In early July, 2016, I received my Gohonzon in Buddhism. Faith, Practice and Study – and more simply stated, make myself happy, others happy, and work toward peace in the world.
What is choosing happiness for myself? Will buying my favorite box of donuts (to which I admittedly am addicted) make me happy? No, clearly it wouldn’t. Not the kind of ‘happy’ I am seeking. Would dusting my entertainment center make me happy? Yes, it did – I did feel happier seeing the glass-topped shelves glistening as I rid them of dust. Yesterday, I felt an exciting tingle of inner happiness when I purchased two small gifts for the daughter of a friend, knowing I am going to present them to her next week when we all get together for some fun and lunch.
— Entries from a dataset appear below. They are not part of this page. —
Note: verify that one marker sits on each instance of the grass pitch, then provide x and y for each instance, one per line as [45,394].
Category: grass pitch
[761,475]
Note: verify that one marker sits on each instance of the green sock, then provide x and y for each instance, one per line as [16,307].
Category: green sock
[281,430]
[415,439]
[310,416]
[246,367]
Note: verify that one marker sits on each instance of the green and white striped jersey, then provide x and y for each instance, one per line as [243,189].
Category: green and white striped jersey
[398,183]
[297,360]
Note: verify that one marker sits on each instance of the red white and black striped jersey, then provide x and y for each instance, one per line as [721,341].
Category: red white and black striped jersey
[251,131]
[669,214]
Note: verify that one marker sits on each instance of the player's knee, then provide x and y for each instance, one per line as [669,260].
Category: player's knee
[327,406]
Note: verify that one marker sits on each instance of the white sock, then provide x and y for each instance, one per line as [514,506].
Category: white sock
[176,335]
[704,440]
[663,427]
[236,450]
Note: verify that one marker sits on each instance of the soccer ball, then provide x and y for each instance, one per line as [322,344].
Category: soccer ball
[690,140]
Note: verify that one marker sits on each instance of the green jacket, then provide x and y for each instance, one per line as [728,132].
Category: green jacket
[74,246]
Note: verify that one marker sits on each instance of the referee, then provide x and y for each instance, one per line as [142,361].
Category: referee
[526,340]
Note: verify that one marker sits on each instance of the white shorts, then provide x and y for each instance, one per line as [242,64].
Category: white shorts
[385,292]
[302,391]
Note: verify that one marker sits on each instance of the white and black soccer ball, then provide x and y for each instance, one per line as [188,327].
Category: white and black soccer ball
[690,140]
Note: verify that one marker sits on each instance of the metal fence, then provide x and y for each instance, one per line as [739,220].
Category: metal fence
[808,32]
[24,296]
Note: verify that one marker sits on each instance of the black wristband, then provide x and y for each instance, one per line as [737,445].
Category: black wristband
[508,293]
The girl’s birthday and Christmas will be remembered. I never had a daughter, and I don’t have any children close by whom I can enjoy watching receive joy from my action. Yes, I felt my happiness and joy generating inside me. I bought an orchid plant for my very dear friend and felt excitement and I was happy. The orchid is a specific species that has significance in her life. It makes me happy to be able to give her joy and I know we both will be happy when I give her the gift tomorrow.
I wasn’t planning on putting up too many, if any, Christmas decorations this year – in fact, I haven’t done much for several years. Yet, yesterday, I thought would it make me happy if I had some decorations up for the holidays? Yes, it will make me happy, and I will do this and make myself happy.
In my dream, I was removing chain link fencing, section by section, and neatly placing the panels in a pile. I was totally aware that this was symbolic of my taking down the barriers between me and my own happiness and I was doing this in an orderly fashion. I knew I had to have some areas of my yard (my Self) encircled with a much less rigid material – I didn’t need a steel fortress, more like a mesh that could contain my plants (my choices for my Self) as I continued to enjoy the privilege of living my life. I instinctively knew that the feelings I’ve described herein are the proof of the kind of happiness I’ve already felt for myself and others in these past days. They were so deep and satisfying and fulfilling. These happiness feelings resonated to my Soul Self. I felt my heart ‘understand’ what this living is all about with peace and contentment – and it all revolves around the choices I make for my own happiness. I also felt the excitement that welled up inside me as I brought down the rigid fencing (my rigid thinking) and felt the accomplishment of my enlightenment about what happiness truly is as I neatly stacked those panels. Clearly, happiness is not choosing the insatiable instant gratifications that I tried in the past, like alcohol, diet pills, donuts and other pastries, cigarettes, affairs with men, marrying men, placing myself in uncomfortable social positions trying to salve my emotional barrenness with situations that, sadly, didn’t reach my silent suffering. Nothing had given me self-satisfaction or permanent happiness and joy, nor any healing from the inside, while I have been living my life.
I am aware, that whenever I work on projects, or whenever else I am inspired to do something I call ‘fun’, these are exactly the times I am making myself happy and I receive self-satisfaction. This is my way of honoring mySelf while I continue to enjoy the privilege of living my life.
As the dream continued, the song “Alleluia” kept playing softly in the background. Yes, I’ve had a marvelous awakening. Needless to say, before I make any choices/decisions that have to do with the happiness of my heart, my quality of time with mySelf or others … whatever action I am undertaking … henceforth, I am going to specifically ask myself, “Kaye, will this make you happy?” I know now, the feelings I must have, before I can honestly say “Yes, this will make me happy” ! It’s the deep down knowledge that I’ve always carried within that will dictate my actions. From now on I can slowly excavate a new place I have never before attempted to reveal. I am going to ‘gift myself’ all the happiness while living my life that I have not known was within my grasp until now.
Does it make me happy to try to explain this to others? Yes it does. All we have to do is ask ourSelf the sincere question, “Will this make me happy?” And, only choose our actions when our sincere answer is, “Yes, this will make me happy.”
This is permanent healing, not a band-aid fix. This is an inside job and it only has to make sense to me. BLESSED BE.